Poor Wodney Wat (Rodney Rat) can’t pronounce his r’s. His classmates constantly tease him. When Camilla Capybara, a new student who is a big bully, enters the classroom, Wodney fears his days at school will only get worse. Fortunately for Wodney, he is a hero by story’s end because he gets rid of Camilla….forever.

Stand Tall, Molly Lou Mellon
Written by Patty Lovell
lustrated by David Catrow
Penguin, 2001

Molly Lou is the shortest girl in first grade. She’s got buck teeth, has a terrible singing voice, and is quite clumsy. Her grandma gives her the courage to take pride in herself. Then Molly Lou moves to a new town away from her grandma and old friends. A bully picks on her and teases her—but Molly takes it all in stride and wins over her classmates…including her harasser.

Thank You, Mr. Falker
Written & illustrated by Patricia Polacco
Philomel, 1998

Autobiographical story about young Polacco who was teased by classmates and called a “dummy” because she couldn’t read. In fifth grade, a teacher who is both understanding and wise takes the time to tutor the young artist every day after school and opens the world of words to her.


Sailing Home: A Story of a Childhood at Sea
Written by Gloria Rand
Illustrated by Ted Rand
NorthSouth, 2001

This story is based on the experiences of the children of Captain and Mrs. Mads Albert Madsen aboard the four-masted sailing bark named the John Ena, a ship that carried cargo all over the world during the late 1800s and early 1900s. The children learn school lessons from their mother and governess. Their father teaches them about the planets, stars, celestial navigation, and how to send signals with flags at sea. The back matter of the book includes an afterward and Madsen family photographs.


Anonymous said...

What a great list!

I recently read Harry and the Dinosaurs Go to School by Ian Whybrow and with illustrations by Adrian Reynolds. I had read a positive review in The Horn Book, and it was really good. It's a good first day of school story, particularly for those going to school for the first time ever, whether pre-school or kindergarten.

Elaine Magliaro said...

Thanks, Jules. "Harry and the Dinosaurs Go to School" sounds like the kind of book young kids would really like. Have Jane Yolen and Mark Teague done a book about dinosaurs going to school, too?

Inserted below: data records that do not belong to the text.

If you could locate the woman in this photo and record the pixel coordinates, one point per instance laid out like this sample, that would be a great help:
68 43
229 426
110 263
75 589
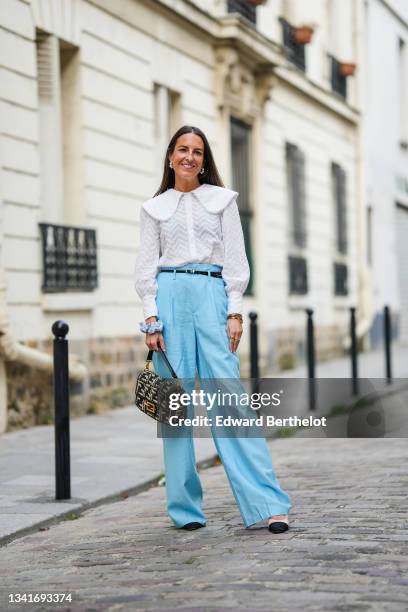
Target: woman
191 273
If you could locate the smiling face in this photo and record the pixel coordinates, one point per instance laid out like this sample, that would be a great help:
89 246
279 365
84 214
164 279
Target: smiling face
188 157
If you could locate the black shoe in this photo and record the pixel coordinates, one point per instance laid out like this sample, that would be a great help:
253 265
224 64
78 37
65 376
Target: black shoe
278 527
192 526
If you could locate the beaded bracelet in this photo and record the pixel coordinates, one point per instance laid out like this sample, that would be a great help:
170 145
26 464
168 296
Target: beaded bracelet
151 328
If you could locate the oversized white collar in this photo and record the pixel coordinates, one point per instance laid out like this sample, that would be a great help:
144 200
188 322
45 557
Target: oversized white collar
212 197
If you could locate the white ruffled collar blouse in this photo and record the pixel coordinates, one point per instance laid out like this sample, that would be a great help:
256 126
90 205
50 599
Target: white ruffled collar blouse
198 226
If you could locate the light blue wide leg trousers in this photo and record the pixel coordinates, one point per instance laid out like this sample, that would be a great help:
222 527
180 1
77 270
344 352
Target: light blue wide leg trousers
193 308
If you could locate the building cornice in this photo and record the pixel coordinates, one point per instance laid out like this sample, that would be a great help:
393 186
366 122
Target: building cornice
251 48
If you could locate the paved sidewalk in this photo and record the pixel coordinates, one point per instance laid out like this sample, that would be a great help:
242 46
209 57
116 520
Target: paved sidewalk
371 364
110 454
119 452
346 548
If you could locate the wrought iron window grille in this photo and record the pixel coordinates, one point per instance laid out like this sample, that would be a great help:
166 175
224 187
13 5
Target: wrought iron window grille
340 279
69 258
338 81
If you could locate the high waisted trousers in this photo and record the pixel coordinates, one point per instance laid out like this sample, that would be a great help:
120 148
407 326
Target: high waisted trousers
193 308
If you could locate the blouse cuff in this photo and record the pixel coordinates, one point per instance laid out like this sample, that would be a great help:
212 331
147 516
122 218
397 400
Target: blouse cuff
234 302
149 306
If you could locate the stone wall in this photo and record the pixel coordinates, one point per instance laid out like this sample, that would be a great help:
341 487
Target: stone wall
113 365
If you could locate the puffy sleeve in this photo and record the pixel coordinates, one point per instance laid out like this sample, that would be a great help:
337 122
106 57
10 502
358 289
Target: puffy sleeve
235 270
147 262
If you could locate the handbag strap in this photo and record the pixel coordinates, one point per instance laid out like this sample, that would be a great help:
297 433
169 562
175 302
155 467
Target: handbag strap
149 358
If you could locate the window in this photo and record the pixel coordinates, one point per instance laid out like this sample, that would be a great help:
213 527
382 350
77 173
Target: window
60 129
244 8
295 52
338 178
295 175
338 81
167 115
241 182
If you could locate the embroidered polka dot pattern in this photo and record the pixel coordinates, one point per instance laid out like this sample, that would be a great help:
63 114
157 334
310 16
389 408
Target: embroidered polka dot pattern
192 234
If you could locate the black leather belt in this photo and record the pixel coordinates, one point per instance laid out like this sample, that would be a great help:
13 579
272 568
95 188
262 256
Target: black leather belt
192 271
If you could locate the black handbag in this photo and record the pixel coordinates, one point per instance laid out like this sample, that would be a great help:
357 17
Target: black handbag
152 393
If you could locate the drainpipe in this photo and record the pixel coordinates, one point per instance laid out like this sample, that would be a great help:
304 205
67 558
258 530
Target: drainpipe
364 295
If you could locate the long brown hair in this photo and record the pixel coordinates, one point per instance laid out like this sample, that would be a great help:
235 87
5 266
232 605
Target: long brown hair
210 175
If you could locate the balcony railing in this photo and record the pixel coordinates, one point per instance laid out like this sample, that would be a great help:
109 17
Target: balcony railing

I know there are plenty more school stories and first day of school books. I just included the the titles I have in my personal library.

Anonymous said...

Elaine, I don't know of a Yolen/Teague book about that, but you never know if one will be created.

Elaine Magliaro said...


I stopped by a children's book shop on Wednesday and saw the Yolen/Teague book on display. I think the title is "How Do Dinosaurs Go to School?"

Charlotte said...

The back to school book I think is really needed is the one for the shy parent worried about making friends with the other parents, because if she doesn't her child will never have playdates, and worried even more about whether the teacher will like her...


Andromeda Jazmon said...

I am bookmarking this page for when I get back in my library. Good choices!

Elaine Magliaro said...


Teachers were always asking for books like these at the beginning of the school year, too--and I was always looking for some good school stories to add to our elementary library collection.


Thanks! These are books I have in my personal collection. I know there are many others--but I only wanted to recommend books I had read.